Girl with cerebral palsy wins damages over unfit accommodation
Duty to improve conditions of caravan girl shared was breached, Supreme Court rules
A Traveller girl is entitled to damages after a local authority breached its duty to her, the Supreme Court has ruled. Photograph: Chris Maddaloni/Collins
A Traveller girl with cerebral palsy is entitled to damages after a local authority breached its duty to take certain steps to improve the conditions of the caravan she shared with eight family members, the Supreme Court has ruled.
The damages for Ellen O’Donnell, who uses a wheelchair, will be decided later by the High Court and may be “moderate”, the court added.
While the situation was arguably partly the responsibility of her parents, the council knew where Ms O’Donnell was living was unfit for human habitation. It could have reduced substantially the “day-by-day, night-by-night degradation and indignity” she was subjected to, Mr Justice John Mac Menamin said.
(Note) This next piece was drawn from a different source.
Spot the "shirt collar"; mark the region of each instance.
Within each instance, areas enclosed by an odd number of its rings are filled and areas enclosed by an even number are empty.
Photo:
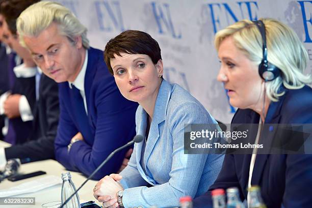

Giving the court’s unanimous judgment, he also ruled South Dublin County Council had discharged its duty to Ms O’Donnell’s parents, Mary and Patrick, who refused offers of alternative accommodation and gave away a second caravan provided by the council to alleviate overcrowding.
The judgment concerned an appeal against a 2008 High Court ruling which found Ms O’Donnell’s right to a private life under the European Convention on Human Rights (ECHR) had been breached by the council’s failure to provide adequate temporary accommodation for her.
The High Court dismissed other claims brought by the rest of the O’Donnell family, including Ellen’s six siblings.
The O’Donnells claimed the High Court erred in failing to rule the duty to provide accommodation for them extended to “temporary dwelling” and that the council failed in its statutory duty to provide them with an adequate caravan.
The council argued it had gone beyond its legal duty by providing them with a halting site and two caravans.
Giving judgment, Mr Justice Mac Menamin said Ms O’Donnell, aged 15 at the time of the High Court case, was confined to a wheelchair and educationally disadvantaged. While two older siblings had since moved out of their caravan in Tallaght, Dublin, the issues originally raised by the O’Donnells remained live.